Abstinence Slowing AIDS in Uganda
by AFA Journal
June 8, 2005
(AgapePress) - The nation of Uganda has been celebrated as an example of how a Third World nation can successfully combat AIDS. How that decline occurred has been a subject of great interest to public health officials in the West.In the early 1990s, Uganda had one of the worst AIDS problems in the world, with 30 percent of its population infected with the fatal disease. Since that time, Uganda's AIDS infection rate has fallen to its current 10 percent level.
According to Dr. Edward C. Green, anthropologist and senior research scientist in the School of Public Health at Harvard University, the remarkable turnaround in Uganda was based on what was called the "ABC approach." Since the early 1990s government and health officials have been encouraging their people to Abstain, Be faithful to their spouse or partner, and use Condoms if A and B fail. Teenagers were actively encouraged to wait until marriage before having sex.

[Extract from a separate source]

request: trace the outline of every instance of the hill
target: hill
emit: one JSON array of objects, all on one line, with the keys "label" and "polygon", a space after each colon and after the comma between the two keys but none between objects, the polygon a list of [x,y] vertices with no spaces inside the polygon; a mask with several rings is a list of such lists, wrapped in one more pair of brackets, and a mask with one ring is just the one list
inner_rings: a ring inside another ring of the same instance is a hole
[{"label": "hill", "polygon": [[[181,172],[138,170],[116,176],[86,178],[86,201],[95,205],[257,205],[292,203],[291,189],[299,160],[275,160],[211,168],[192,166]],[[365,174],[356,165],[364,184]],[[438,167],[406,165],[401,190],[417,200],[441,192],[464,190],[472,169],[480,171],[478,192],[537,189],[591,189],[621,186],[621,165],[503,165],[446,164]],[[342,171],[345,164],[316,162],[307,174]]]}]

Government officials in Uganda claim that the more traditional approach -- rather than relying on condoms -- was the major reason for the decline in AIDS. Janet Museveni, the nation's First Lady, gave credit at a World AIDS Day event to "the time-tested message of abstinence from premarital sex and faithfulness in marriage."
One might think that health experts would embrace such good news, but Green said nothing could be further from the truth. He said that he and his fellow researchers presented their studies to officials at the U.S. Agency for International Development (USAID), the federal agency in the U.S. responsible for dispensing government moneys to combat AIDS in Africa. Green told them that "the key factor in the decline was less casual sex, more fidelity ... more abstinence among youth." However, he added, USAID officials and others "were evidently horrified by what we said."
Why were they horrified? According to Vinand Nantulya, a senior advisor at the United Nation's Global Fund, USAID officials rejected the evidence "because the studies were not showing that the condoms were the only things that worked."
Moreover, an investigative article in Citizen magazine charged that USAID may be attempting to cover up research like Green's. The agency "has shelved scientific evidence showing that the ABC strategy is much more effective at reducing AIDS in the Third World than simply handing out condoms," said the author of the article, Candi Cushman.
She said Green's research has not been published by USAID. Furthermore, the agency demoted Green as head of the study task force and hired a well-known advocate of the condom-based approach instead. Now an entirely new approach to Uganda's success story is being written, and Green said it will tout condoms as the successful ingredient in the African nation's approach.
But that story is not the truth. "You cannot show that more condoms had led to less AIDS in Africa," Green said.
This article appeared in the June 2005 issue of AFA Journal, a monthly publication of the American Family Association.